I don’t. Balancing life is a lie. Each day I learn something new, at work, at life, at my hobbies. There’s nothing set in stone what I need to learn on any given day, all that matters is I do something. And if it’s only getting out of bed, and I’m still living, I call that a victory. I don’t need to do all these things daily. (Well I have to work daily, but that’s beside the point) Okay well, I don’t have to work every day, but I kinda like my house and all the nice things that working affords. I don’t have any set goals set in stone right now. My short term goal is to just live right now. To blog. To self-journal either online or on paper. I plan on doing more, but I’m going to wait a few weeks while I wait for all the information on mental health to kick in.
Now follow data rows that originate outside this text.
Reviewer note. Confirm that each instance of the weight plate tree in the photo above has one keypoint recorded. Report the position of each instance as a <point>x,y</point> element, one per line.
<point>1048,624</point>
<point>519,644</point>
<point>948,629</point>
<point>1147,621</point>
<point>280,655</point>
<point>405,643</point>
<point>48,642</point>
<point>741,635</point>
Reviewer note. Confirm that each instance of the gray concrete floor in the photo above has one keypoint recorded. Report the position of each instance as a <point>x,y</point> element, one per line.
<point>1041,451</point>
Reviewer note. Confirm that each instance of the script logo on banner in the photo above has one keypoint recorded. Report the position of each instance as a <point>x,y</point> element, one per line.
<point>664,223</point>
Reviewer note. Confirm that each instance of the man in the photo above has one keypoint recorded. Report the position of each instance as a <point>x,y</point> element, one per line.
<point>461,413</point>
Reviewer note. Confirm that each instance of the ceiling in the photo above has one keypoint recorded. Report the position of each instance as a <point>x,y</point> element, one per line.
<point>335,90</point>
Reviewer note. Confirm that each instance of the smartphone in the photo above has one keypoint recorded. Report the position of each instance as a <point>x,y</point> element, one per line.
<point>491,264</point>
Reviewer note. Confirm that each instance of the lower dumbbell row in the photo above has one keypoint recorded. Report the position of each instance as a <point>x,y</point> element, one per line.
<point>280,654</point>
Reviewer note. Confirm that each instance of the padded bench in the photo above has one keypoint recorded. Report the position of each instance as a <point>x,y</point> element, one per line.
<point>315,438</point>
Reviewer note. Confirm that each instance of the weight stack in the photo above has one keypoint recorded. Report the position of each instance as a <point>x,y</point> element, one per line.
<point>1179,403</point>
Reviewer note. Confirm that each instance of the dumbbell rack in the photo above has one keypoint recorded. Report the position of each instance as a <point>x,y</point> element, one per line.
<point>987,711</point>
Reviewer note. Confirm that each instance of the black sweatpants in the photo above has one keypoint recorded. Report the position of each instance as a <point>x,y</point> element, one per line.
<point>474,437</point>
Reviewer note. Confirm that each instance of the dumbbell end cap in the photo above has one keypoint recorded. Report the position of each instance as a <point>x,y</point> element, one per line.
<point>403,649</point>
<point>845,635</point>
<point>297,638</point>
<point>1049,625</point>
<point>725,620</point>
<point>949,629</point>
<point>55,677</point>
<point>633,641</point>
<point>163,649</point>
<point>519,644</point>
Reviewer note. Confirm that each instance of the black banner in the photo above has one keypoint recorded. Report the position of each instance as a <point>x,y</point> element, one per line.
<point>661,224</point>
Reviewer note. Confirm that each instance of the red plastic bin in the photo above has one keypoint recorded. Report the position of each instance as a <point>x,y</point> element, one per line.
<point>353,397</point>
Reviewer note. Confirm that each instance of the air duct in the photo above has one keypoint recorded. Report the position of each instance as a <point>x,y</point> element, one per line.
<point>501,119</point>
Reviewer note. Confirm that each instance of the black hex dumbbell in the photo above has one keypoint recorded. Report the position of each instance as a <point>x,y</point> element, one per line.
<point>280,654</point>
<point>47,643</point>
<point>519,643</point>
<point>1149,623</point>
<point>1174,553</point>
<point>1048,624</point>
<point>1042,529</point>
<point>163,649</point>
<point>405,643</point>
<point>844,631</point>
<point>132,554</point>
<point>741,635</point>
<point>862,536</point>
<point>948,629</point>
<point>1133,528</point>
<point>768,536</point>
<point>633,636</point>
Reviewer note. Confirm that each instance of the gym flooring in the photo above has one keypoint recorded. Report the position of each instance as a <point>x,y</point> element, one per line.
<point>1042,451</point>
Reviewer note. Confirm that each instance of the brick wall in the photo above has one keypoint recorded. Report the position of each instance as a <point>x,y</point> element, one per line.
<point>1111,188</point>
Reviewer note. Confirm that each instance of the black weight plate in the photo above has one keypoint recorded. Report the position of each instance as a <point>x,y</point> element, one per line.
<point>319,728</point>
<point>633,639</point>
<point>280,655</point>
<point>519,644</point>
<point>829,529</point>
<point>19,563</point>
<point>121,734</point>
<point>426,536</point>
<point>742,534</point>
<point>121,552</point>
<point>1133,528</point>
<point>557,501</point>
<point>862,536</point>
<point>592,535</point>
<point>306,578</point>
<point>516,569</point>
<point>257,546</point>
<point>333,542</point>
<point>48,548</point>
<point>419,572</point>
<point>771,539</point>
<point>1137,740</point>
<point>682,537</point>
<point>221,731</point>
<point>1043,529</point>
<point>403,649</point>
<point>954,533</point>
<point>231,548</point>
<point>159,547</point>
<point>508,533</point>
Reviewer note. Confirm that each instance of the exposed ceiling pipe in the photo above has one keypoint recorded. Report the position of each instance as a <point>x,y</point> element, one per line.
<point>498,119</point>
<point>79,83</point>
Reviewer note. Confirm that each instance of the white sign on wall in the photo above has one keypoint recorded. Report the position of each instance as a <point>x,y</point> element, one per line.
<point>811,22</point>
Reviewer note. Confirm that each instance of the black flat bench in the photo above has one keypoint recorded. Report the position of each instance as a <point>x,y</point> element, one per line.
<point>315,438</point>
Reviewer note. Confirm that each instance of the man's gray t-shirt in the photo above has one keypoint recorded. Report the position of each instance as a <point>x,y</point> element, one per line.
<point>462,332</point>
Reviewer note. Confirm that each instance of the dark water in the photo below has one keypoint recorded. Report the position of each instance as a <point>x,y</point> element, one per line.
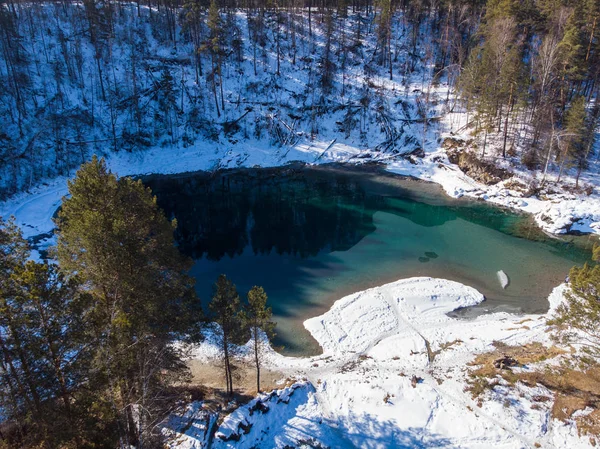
<point>309,236</point>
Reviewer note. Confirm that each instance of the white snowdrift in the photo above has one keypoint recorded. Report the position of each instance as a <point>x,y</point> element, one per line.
<point>374,342</point>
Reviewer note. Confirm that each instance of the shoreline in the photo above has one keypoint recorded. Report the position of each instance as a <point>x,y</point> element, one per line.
<point>34,209</point>
<point>362,390</point>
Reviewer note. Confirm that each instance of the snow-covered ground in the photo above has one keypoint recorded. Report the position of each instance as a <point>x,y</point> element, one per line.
<point>360,392</point>
<point>558,214</point>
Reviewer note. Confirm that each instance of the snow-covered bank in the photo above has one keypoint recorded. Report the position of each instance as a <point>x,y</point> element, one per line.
<point>393,374</point>
<point>562,213</point>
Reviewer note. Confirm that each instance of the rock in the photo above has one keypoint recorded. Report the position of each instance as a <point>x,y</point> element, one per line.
<point>414,380</point>
<point>505,362</point>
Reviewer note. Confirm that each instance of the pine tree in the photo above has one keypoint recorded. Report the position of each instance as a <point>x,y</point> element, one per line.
<point>225,306</point>
<point>575,130</point>
<point>576,320</point>
<point>257,318</point>
<point>116,240</point>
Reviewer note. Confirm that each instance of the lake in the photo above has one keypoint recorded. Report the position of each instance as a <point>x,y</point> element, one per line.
<point>311,235</point>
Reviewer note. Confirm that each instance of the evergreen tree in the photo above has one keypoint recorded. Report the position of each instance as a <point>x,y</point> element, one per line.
<point>45,354</point>
<point>225,306</point>
<point>576,320</point>
<point>257,317</point>
<point>575,130</point>
<point>115,239</point>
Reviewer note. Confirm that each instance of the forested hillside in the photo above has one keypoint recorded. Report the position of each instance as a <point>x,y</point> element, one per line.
<point>102,76</point>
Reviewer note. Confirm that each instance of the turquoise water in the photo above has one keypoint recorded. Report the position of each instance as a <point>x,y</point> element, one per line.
<point>309,236</point>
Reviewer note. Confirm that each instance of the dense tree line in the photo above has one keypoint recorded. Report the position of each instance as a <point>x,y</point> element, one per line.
<point>111,76</point>
<point>92,347</point>
<point>532,77</point>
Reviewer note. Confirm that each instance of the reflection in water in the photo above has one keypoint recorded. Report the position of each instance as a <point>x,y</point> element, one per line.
<point>312,235</point>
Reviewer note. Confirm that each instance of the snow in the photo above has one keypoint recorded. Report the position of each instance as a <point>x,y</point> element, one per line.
<point>556,213</point>
<point>359,393</point>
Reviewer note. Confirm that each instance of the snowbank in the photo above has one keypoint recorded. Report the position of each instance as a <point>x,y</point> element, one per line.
<point>393,374</point>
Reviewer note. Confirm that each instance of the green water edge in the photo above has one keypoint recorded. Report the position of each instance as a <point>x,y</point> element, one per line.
<point>313,234</point>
If you know someone is suffering from depression. Be there for them. And Don’t hesitate to call a hotline. Their mom, their dad, anyone you know that can be trusted. And again, if you feel their life would be put in jeopardy, anonymous hotlines is a good choice.
If you’re suffering. There’s hope. I’ve seen the dark side of the tunnel where you can’t find the light at the end. I feel is pressing on me daily. There are many reasons to keep myself grounded right here with my family. You have to find your light. You’re never a burden. Now to take my own advice.